Эти восторженные речи ни у кого не нашли поддержки, но низенький рыжеватый человечек, казалось, этого не замечал. В пестрых бермудах, черепаховых очках и пляжной обуви от Черрути он выглядел карикатурой на голливудского режиссера, каким бы контактным, общительным, добрым малым он ни был. В свою очередь, юная особа в туалете от Шанель, с зачесанными назад волосами, в огромных черных очках на кончике носа, юная особа, явно не желавшая разыгрывать старлетку, скорчила презрительную мину, отчего ее лицо, несмотря на всю свою красоту, стало весьма неприятным и даже, пожалуй, жестоким, приобрело тем самым и определенное сходство с лицом Эдмы. Между тем, пообещав немедленно возвратиться на палубу, Симон Бежар с багажом и спутницей исчезли в коридоре в сопровождении Чарли. Вслед ему в течение нескольких минут раздавались насмешливые замечания, но они мгновенно прекратились, как только кто-то заметил, что Дориа Дориаччи, дива из див, воспользовавшись всеобщим возбуждением, сумела незаметно появиться и тихонько устроиться в кресле-качалке позади Элледока.
* * *
«Знаменитая Дориаччи», как величали ее директора оперных театров, «знаменитая Дориа», как выражалась толпа, а также «Доринина», как упорно именовали ее пять сотен снобов, уже перешла пятидесятилетний рубеж, согласно справкам, которые в данном случае соответствовали истине; при этом ей случалось выглядеть как на семьдесят, так и на тридцать. Это была женщина среднего роста, обладающая той жизненной силой и стойкостью к жизненным испытаниям, какие встречаются порой у женщин из простонародья в романских странах; с округлыми формами, при этом никто не назвал бы ее жирной. Кожа у нее была нежная, матовая, розовая, великолепная кожа молодой женщины, и возраст ее оставался бы загадкой, если бы не то, что называли «физиономия» Дориаччи: круглое лицо с отчетливо прорисованными висками и подбородком, волосы цвета воронова крыла, огромные лучистые глаза, абсолютно прямой нос, инфантильный рот, чересчур красный и чересчур круглый, рот образца 1900 года, придающий лицу налет трагизма, – лицо, таящее угрозу и одновременно полное соблазна. И благодаря всему этому никто не замечает ни усталости во взгляде, ни морщин в уголках глаз, ни складок вокруг рта – тех самых «непростительных оскорблений», которые способны парировать одним ударом один-единственный раскат хохота знаменитой Дориаччи или ее животная жажда жизни. Сейчас она смотрела поверх головы Элледока холодным, наводящим страх неподвижным взглядом, под которым капитан, обернувшийся на восклицание Чарли, содрогнулся, словно испуганная лошадь при виде своего тренера. Вся глубоко законопослушная натура Элледока затрепетала от этого взгляда; и он встал по стойке «смирно», сложился пополам и прищелкнул каблуками, словно находился не на прогулочном судне, а на военном.– Боже мой! – заверещал Чарли, схватив унизанную кольцами руку Дориаччи и дважды приложившись к ней губами в знак восхищения. – Боже мой! Стоит мне подумать, что вы здесь, среди нас… Если бы я знал заранее… Вы же мне сказали… что вам хотелось бы отдохнуть у себя в каюте… вы…

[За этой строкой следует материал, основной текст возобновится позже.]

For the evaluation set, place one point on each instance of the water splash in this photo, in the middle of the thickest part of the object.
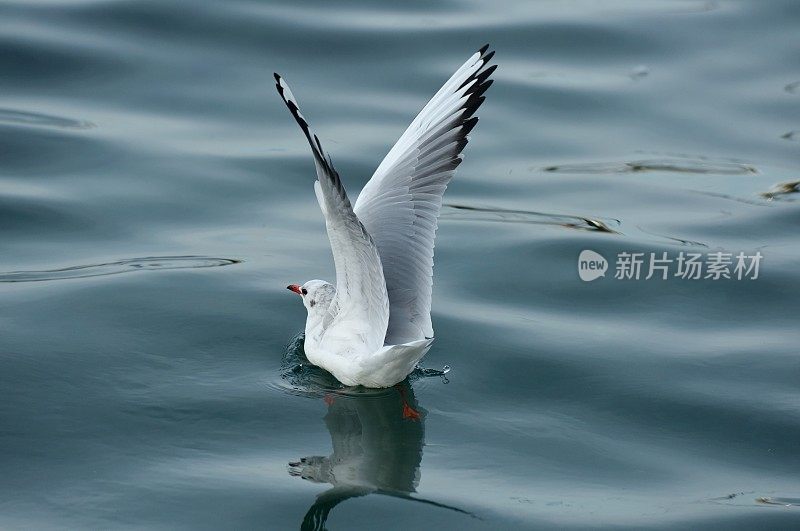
(153, 263)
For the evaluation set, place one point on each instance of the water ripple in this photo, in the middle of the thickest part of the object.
(782, 190)
(115, 268)
(698, 166)
(793, 88)
(10, 116)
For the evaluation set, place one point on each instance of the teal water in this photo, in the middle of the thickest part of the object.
(155, 200)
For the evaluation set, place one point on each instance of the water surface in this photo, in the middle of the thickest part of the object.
(146, 138)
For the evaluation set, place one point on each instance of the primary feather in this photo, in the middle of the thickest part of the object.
(378, 324)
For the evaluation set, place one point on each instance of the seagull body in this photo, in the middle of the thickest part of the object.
(374, 325)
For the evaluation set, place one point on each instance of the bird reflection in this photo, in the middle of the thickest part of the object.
(377, 438)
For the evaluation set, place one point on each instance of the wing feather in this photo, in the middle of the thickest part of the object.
(400, 205)
(361, 304)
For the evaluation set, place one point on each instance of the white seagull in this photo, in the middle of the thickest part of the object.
(374, 326)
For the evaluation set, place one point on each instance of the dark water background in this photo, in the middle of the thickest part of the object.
(146, 138)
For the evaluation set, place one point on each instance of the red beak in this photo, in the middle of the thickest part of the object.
(295, 288)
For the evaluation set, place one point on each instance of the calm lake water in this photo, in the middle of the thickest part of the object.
(156, 198)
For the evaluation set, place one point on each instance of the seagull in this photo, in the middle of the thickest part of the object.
(374, 326)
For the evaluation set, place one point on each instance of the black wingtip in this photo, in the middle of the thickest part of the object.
(469, 125)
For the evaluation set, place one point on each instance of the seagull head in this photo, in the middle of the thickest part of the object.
(316, 294)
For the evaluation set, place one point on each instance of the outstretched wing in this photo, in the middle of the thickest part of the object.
(361, 302)
(400, 205)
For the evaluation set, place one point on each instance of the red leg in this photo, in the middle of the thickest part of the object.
(408, 411)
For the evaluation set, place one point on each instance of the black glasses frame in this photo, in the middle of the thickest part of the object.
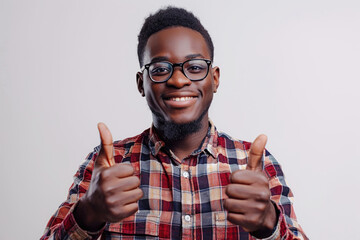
(173, 65)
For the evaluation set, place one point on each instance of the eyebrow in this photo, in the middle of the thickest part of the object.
(160, 59)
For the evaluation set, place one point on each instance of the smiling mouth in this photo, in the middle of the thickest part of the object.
(180, 99)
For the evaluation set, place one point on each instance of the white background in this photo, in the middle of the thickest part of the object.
(289, 69)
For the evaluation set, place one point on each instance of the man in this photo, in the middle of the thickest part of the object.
(181, 178)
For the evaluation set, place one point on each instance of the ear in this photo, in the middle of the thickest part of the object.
(140, 83)
(216, 77)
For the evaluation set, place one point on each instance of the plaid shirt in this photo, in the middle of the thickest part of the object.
(183, 199)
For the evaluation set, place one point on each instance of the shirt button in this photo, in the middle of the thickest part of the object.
(185, 174)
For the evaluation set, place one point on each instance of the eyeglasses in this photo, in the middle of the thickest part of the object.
(193, 69)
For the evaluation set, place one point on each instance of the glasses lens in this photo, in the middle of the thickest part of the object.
(196, 69)
(160, 71)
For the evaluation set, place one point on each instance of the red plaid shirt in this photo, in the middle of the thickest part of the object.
(183, 199)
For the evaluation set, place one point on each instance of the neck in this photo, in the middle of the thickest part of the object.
(184, 145)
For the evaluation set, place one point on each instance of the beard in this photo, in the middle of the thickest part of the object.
(171, 131)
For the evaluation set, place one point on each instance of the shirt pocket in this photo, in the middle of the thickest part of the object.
(143, 225)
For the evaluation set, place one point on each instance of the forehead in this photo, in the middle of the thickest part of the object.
(176, 44)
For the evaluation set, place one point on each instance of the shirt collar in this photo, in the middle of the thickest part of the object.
(209, 143)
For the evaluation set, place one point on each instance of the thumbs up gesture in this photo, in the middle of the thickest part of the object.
(249, 202)
(113, 192)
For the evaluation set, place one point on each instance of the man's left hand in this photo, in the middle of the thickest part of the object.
(249, 202)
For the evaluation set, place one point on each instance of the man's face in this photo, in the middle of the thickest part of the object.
(179, 100)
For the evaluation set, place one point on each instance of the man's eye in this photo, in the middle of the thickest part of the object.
(160, 71)
(195, 68)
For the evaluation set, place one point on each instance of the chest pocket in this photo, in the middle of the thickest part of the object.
(143, 225)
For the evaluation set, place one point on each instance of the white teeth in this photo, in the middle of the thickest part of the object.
(181, 99)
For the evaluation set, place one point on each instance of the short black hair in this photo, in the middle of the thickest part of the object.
(170, 17)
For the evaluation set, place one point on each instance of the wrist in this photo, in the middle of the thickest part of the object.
(86, 217)
(270, 223)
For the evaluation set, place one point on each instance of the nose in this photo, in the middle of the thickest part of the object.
(178, 79)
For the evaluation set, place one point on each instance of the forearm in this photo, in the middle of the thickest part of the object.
(66, 227)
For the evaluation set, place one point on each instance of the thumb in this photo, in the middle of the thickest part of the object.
(106, 156)
(256, 153)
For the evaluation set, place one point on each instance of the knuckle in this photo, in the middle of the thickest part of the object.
(263, 196)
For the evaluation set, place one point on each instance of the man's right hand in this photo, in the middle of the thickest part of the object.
(113, 192)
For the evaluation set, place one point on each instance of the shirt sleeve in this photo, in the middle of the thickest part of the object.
(287, 226)
(62, 224)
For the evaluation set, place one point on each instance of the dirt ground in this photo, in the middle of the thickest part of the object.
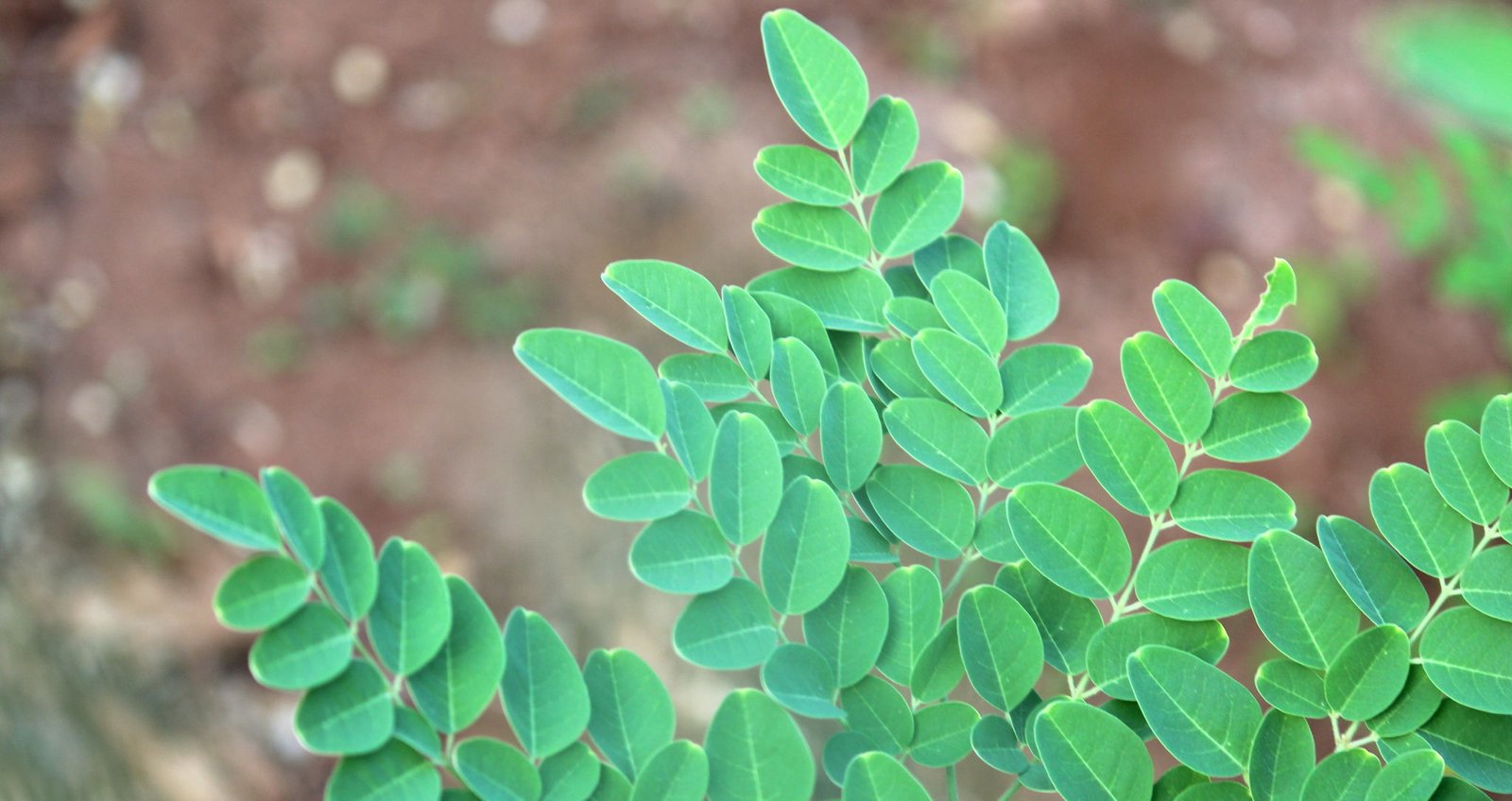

– Я вынуждена была покинуть каюту, – проговорила с улыбкой Дориаччи и, высвободив руку, завела ее за спину и отерла о платье, совершенно непринужденно и без малейшего намерения обидеть Чарли, но тем не менее чрезвычайно унизив его. – Собака этого несчастного Кройце с возрастом никак не научится себя вести, как, впрочем, и ее папа… Она воет! У вас на судне есть намордники? Их, однако, следует иметь, причем независимо от наличия собаки, – мрачно добавила она и окинула окружающих испуганным взглядом «а ля Тоска».